Procure microbes or cultivate isolated microbes found growing wild in fruit peels. We can also purchase laboratory microbes or borrow microbes from beer. Brettanomyces (http://en.wikipedia.org/wiki/Brettanomyces) is another type of yeast and it can produce fruity and acidic flavors. A Lactobacillus species could be selected to product lactic or acetic acid. I believe this type of beer should be left in the secondary for several months.

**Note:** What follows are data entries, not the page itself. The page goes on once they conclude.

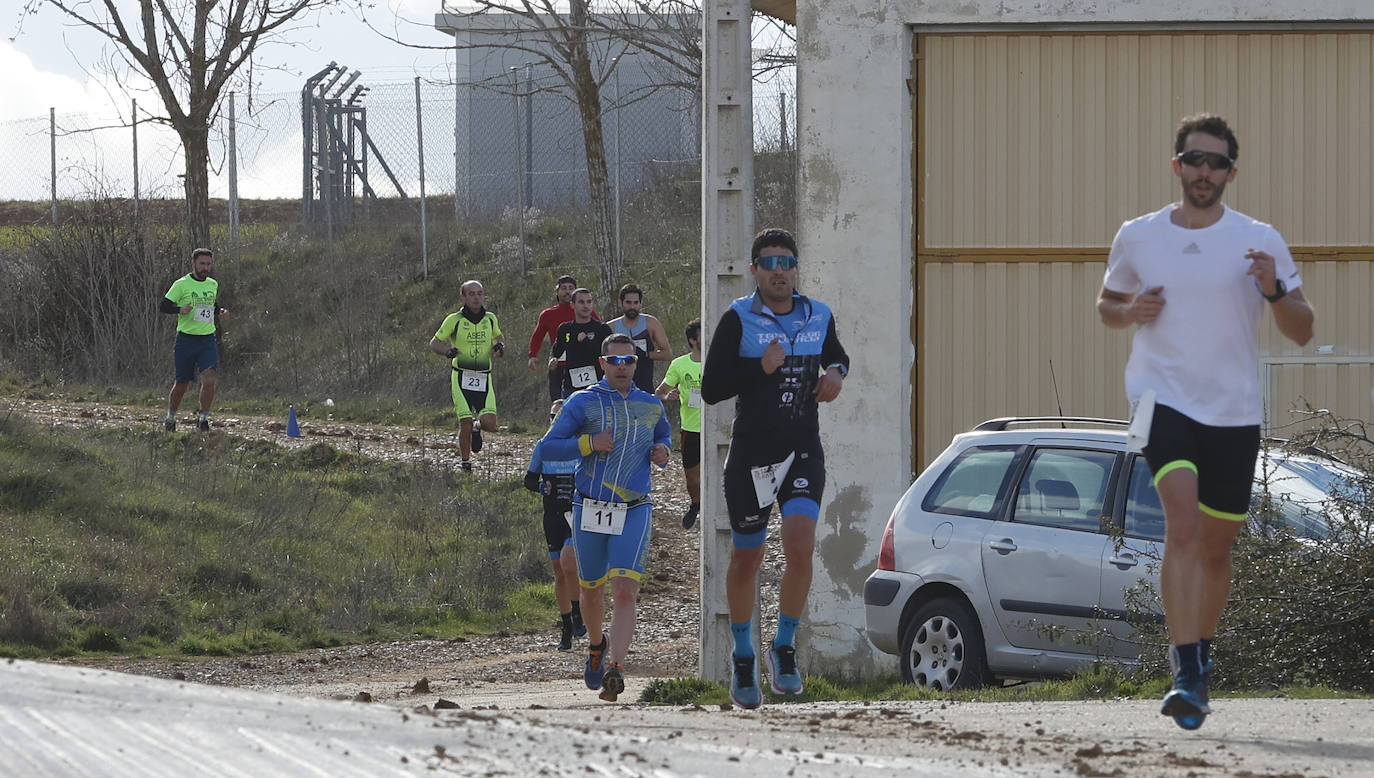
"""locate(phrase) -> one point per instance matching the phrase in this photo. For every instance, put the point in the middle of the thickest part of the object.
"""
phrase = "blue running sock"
(744, 639)
(786, 630)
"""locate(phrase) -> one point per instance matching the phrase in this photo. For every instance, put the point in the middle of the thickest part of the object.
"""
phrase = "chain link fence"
(482, 147)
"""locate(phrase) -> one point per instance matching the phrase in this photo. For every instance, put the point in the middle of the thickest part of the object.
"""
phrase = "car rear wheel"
(941, 648)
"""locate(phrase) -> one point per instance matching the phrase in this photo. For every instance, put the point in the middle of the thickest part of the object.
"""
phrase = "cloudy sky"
(48, 61)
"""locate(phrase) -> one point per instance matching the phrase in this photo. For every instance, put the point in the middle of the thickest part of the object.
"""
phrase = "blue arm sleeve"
(561, 440)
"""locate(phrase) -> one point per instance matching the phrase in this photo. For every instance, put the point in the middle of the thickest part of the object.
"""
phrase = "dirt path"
(524, 681)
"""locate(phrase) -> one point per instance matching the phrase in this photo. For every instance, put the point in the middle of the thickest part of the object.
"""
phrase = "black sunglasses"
(1196, 157)
(785, 261)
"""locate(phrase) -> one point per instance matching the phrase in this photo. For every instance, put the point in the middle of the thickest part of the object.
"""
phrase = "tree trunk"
(598, 179)
(195, 145)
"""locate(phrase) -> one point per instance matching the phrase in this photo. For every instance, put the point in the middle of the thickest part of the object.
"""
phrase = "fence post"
(234, 182)
(520, 175)
(419, 140)
(133, 125)
(52, 160)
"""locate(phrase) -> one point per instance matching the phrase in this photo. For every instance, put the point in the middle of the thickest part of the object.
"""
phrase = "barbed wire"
(477, 146)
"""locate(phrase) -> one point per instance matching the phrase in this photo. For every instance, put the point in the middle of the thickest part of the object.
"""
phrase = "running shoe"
(595, 671)
(613, 683)
(744, 683)
(1187, 701)
(782, 670)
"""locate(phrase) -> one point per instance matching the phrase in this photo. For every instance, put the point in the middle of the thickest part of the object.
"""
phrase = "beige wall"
(1054, 140)
(1033, 149)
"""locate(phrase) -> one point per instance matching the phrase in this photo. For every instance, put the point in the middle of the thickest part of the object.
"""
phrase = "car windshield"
(1299, 502)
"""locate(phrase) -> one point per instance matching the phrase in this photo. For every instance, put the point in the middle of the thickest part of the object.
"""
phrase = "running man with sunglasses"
(616, 430)
(1194, 278)
(778, 353)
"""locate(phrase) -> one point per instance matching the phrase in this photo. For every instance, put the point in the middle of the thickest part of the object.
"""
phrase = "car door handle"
(1124, 560)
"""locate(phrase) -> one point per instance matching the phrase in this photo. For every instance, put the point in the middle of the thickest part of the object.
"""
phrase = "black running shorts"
(1223, 459)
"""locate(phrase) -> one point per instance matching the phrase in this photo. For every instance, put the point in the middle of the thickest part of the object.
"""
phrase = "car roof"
(1025, 429)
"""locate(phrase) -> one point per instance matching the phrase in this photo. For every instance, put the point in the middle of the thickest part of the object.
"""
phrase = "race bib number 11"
(603, 518)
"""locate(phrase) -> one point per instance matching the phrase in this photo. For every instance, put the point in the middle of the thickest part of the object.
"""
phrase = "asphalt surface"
(66, 720)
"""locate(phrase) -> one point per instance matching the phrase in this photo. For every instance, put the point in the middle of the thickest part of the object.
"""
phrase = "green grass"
(143, 543)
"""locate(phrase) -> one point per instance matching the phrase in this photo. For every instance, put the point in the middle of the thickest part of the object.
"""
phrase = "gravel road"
(524, 682)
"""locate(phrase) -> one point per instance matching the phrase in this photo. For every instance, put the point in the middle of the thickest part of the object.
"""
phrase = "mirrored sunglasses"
(785, 261)
(1215, 160)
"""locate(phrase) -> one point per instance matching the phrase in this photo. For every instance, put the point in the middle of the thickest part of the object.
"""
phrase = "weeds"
(232, 546)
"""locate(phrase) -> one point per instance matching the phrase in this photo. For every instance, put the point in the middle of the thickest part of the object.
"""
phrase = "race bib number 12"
(581, 377)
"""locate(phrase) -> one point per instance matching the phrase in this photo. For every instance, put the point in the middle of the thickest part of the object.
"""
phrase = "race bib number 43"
(603, 518)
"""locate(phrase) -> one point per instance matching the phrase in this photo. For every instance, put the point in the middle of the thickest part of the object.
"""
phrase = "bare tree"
(191, 51)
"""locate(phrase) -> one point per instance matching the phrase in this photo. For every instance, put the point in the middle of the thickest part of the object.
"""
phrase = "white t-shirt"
(1201, 355)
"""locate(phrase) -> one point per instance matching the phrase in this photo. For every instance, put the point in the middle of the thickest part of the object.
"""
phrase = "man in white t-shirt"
(1196, 278)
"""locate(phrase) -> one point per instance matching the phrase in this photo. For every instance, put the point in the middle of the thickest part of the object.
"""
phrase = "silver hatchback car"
(1011, 554)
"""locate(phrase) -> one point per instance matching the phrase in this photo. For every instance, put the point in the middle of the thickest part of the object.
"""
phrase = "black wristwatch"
(1279, 290)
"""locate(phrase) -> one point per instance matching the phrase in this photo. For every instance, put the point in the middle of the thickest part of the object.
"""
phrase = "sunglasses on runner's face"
(1196, 157)
(783, 263)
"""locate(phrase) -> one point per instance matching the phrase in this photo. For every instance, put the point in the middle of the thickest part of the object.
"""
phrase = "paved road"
(63, 720)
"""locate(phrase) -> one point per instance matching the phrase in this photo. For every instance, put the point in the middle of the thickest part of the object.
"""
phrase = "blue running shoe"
(782, 670)
(1187, 701)
(744, 683)
(595, 671)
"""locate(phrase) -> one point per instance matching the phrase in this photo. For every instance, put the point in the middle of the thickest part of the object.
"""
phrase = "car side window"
(1065, 487)
(972, 484)
(1143, 512)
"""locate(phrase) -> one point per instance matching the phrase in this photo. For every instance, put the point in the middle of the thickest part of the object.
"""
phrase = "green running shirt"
(199, 296)
(684, 374)
(471, 340)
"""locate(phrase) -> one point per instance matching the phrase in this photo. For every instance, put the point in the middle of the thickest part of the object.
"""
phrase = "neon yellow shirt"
(471, 340)
(684, 373)
(199, 296)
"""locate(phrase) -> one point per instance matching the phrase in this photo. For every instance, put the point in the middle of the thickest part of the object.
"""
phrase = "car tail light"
(886, 554)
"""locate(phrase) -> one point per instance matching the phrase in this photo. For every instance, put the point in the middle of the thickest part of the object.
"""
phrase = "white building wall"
(856, 241)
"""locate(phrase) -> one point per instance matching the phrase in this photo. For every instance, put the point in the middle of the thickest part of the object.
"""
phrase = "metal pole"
(616, 65)
(234, 182)
(52, 160)
(419, 140)
(520, 175)
(782, 116)
(133, 123)
(529, 136)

I suspect this bacteria would prefer a warmer ambient temperature instead of a chilly wine cellar.

borrow microbes from beer

1. purchase Sour Belgian red ale (Rodenbach Grand Cru or similar)

2. pour 200ml of ale into a gallon jug and drink the rest

3. procure starter solution of malt extract and water (2 pints water 1/2 cup malt extract)

4. put room temperature malt solution into jug with the ale; put on airlock

5. cultivate microbes at room temperature for a few days

6. add more malt solution

7. after a few more days it should be ready to pitch into a beer wort

add fruit or fruit juice

Fruit or fruit juice could be added to the wort for primary or secondary fermentation. Many variables to experiment with... I cannot find fresh Sour Cherries so I've been using decocted dried Sour Cherries.

Black Sage alcohol extract fortification

Make an alcohol extract of Black Sage (Salvia mellifera) 1:2 @ 95%

fresh herb alcohol extract

1. Place 1 part fresh herb and 2 parts 95% alcohol into glass jar.

2. Press herb down below the fluid surface and seal jar tightly.

3. Store in dark cool cellar for 10 days.

4. Strain and press herb.

5. Store alcohol extract in sealed amber glass (e.g. a beer bottle with cork)

fortification

1. Figure out the ale to alcohol extract fortification ratio by tasting various ratios

2. add alcohol extract to ale at bottle or keg time


Past fermentation projects

Yerba Matte Ale

Ingredients:

starting specific gravity 1.055; 6.9% potential alcohol
yeast pitched on March 24th, 2012 @ 5:30pm
measured specific gravity out of the secondary carboy and found it to be 1.01

  • 04/21/2012: put into keg with molasses water solution

Ginger Ale

Simple... starting specific gravity same as above more or less ;-( ending specific gravity after secondary is 1.01

Ingredients:

  • 2 pounds of fresh ginger
  • 8 pounds of malt extract; we used Munich and Amber malt syrups
  • 4 gallons of water; we used tap water
  • 1 liquid vile of Dry English ale yeast (wlp007)


Procedure

  • simmer malt extract and water for about 30 minutes
  • decoct ginger in a pot of water
  • add strained decoction to malt extract solution
  • let it cool in the large stockpot with the lid on
  • check specific gravity
  • siphon into 5 gallon glass carboy
  • pitch yeast; pitced on March 23rd, 2012
  • attach bung and hose + jar of water for an airlock with overflow
  • 04/21/2012: put into keg with molasses water solution

the half full glass carboy

Extra wort from the Ginger Ale was put into a different 5 gallon carboy and a different yeast (Danstar Nottingham) was pitched.

03/24/2012: added extra wort from the Yerba Matte Ale into this carboy... so now it's a Yerba Matte Ginger Ale. 2 weeks later it was racked to secondary.

04/22/2012: bottled with brown sugar.